Этот геройский поступок создал другой образ Джоли. Это вам не какой-то игрушечный пес для поглаживаний, а настоящая сторожевая собака! С тех пор даже наши домоуправы, бывшие главными выразителями народного взгляда на происходившее в доме, приняли Джоли в узкий круг полезных членов общества.
Если ЛИ и Джоли знал весь дом, или точно наша сторона, то ее сына и невестку – только ближайшие соседи.
Мы были довольно хорошо знакомы со всем семейством. Пожалуй, кроме жены сына (Владимира Георгиевича – ВГ). Она мне нравилась, но все время болела и редко показывалась. Когда я приходил, а одно время это бывало довольно часто, она всегда где-то скрывалась в темноте их квартиры. А дома у них всегда было очень темно, я вообще не помню там яркого света.
ВГ обладал, наверное, самым редким из мужских качеств – изяществом. Он «не был лишен изящества», а именно изящен. Красив, аристократичен – эти более распространенные определения были все его составной частью.
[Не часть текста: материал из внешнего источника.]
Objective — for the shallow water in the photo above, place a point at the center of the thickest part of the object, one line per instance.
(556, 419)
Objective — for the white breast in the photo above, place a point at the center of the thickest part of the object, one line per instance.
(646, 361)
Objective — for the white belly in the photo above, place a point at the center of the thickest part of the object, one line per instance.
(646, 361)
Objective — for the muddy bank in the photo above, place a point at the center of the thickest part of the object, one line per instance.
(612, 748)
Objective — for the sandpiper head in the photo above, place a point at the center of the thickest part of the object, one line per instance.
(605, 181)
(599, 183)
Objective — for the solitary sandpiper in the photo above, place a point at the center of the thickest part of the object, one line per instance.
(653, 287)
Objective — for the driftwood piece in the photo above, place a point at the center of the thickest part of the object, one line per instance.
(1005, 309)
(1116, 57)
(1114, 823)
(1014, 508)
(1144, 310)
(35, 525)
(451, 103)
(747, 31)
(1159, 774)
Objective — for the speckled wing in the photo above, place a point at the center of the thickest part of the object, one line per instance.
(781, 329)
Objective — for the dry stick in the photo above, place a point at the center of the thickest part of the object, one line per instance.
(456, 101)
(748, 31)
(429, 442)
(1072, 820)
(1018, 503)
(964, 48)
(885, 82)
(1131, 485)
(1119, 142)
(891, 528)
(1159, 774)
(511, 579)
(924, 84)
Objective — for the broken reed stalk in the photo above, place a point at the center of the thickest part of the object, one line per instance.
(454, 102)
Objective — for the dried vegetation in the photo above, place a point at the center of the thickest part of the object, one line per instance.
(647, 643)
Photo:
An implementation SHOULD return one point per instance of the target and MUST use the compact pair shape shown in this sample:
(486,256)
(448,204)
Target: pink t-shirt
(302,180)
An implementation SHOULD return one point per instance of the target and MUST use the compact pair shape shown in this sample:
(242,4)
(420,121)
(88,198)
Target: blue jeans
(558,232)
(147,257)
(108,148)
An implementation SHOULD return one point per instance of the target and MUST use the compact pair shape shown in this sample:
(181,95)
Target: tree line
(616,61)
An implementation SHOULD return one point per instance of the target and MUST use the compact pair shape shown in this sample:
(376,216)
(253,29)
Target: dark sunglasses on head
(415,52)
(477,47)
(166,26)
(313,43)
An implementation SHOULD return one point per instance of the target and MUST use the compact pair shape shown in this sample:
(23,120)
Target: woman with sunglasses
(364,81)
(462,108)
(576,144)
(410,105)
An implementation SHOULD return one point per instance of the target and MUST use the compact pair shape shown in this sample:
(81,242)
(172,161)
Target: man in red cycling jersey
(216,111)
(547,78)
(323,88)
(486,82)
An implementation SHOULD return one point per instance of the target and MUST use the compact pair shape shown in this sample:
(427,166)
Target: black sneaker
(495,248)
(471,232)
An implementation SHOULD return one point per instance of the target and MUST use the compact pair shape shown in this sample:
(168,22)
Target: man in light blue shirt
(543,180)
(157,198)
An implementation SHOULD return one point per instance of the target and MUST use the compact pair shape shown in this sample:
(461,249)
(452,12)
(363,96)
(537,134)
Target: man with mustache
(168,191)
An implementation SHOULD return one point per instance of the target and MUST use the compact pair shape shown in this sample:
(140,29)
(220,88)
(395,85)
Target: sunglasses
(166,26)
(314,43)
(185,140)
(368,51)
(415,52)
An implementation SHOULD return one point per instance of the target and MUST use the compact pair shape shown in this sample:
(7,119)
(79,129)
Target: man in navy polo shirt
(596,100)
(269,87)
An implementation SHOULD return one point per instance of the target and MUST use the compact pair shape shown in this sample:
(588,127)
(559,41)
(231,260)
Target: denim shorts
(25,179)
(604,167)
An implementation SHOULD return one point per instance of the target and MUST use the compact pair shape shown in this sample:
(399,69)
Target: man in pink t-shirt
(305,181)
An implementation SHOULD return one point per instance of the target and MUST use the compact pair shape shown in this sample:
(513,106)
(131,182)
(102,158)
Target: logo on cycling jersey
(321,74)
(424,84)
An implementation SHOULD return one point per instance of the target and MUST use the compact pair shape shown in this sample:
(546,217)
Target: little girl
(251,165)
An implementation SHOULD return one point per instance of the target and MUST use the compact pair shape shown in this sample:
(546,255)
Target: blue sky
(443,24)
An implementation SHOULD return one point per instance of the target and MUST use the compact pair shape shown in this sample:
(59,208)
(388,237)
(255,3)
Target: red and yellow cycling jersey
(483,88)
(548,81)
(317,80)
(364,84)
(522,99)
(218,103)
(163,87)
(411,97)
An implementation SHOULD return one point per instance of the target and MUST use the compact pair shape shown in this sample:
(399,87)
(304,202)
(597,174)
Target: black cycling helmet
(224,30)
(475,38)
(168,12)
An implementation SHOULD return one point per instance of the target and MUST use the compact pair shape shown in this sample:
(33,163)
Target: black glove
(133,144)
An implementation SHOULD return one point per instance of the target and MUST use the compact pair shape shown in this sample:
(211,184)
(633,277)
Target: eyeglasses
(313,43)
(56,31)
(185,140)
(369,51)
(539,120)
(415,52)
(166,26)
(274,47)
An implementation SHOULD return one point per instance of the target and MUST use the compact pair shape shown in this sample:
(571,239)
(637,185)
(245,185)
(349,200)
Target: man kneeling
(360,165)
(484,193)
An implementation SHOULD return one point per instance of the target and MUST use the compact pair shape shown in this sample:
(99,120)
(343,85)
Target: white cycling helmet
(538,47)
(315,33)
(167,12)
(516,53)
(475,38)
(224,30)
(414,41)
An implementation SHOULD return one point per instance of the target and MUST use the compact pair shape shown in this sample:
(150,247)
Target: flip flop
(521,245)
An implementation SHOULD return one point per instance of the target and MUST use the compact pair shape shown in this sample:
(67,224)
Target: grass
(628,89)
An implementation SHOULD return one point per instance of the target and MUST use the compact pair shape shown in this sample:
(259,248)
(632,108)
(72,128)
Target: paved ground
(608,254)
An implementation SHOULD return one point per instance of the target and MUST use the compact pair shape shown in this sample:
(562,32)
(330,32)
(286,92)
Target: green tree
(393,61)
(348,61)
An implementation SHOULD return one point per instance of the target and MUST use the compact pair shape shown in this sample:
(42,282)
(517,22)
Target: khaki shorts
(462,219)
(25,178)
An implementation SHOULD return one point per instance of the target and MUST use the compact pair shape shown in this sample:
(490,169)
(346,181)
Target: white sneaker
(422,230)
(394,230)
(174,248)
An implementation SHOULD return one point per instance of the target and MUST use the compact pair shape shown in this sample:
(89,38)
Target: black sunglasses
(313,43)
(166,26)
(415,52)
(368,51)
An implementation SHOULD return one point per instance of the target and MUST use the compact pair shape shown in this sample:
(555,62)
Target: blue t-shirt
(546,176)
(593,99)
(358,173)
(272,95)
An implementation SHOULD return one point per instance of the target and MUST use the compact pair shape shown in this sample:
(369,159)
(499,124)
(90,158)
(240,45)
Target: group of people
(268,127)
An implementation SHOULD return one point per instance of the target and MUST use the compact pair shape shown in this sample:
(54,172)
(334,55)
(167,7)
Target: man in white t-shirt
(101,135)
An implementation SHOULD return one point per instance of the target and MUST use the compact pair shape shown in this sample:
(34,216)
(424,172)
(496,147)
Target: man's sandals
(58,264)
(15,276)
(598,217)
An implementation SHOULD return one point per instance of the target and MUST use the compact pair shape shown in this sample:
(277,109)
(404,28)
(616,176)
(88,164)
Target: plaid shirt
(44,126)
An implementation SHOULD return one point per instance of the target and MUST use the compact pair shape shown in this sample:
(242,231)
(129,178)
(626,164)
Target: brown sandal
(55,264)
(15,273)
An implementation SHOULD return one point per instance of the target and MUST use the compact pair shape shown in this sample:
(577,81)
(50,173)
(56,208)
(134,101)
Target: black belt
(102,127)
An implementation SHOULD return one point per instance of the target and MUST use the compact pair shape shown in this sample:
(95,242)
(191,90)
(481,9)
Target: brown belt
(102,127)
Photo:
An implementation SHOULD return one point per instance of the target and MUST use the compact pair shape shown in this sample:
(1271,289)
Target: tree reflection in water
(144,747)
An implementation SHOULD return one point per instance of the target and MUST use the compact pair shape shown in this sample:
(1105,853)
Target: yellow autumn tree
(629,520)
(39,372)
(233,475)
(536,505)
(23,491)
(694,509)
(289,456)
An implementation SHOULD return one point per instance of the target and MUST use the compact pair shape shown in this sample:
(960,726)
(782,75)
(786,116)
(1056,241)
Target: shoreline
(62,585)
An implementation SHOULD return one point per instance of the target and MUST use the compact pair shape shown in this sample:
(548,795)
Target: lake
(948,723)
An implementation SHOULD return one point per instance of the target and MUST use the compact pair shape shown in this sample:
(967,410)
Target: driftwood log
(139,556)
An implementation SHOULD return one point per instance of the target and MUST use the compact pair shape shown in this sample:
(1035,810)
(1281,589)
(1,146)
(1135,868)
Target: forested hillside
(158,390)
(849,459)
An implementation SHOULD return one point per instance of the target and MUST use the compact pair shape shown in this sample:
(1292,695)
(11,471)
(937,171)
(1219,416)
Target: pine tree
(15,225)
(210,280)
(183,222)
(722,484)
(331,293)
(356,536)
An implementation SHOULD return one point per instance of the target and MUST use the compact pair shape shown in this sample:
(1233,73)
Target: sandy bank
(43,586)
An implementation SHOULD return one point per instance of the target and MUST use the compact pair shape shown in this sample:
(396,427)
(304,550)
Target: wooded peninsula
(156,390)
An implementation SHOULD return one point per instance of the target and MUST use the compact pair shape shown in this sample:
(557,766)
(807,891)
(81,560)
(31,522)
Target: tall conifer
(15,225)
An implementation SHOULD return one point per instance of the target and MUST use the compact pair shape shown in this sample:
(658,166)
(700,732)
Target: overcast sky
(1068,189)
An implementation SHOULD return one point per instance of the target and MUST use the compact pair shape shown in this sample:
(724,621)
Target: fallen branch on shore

Происходил он из семьи морских офицеров. Дед его вроде бы был адмиралом, отец и трое его братьев – капитаны, участники русско-японской войны.
Если бы я знал тогда это слово, я бы сказал, что жена ВГ слегка напоминала «чахоточную» – тонкая, с вечными кругами под глазами. И они явно дополняли друг друга.
Сам ВГ приятельствовал с моими родителями – иногда заходил к нам на праздники. И изредка приглашал к себе.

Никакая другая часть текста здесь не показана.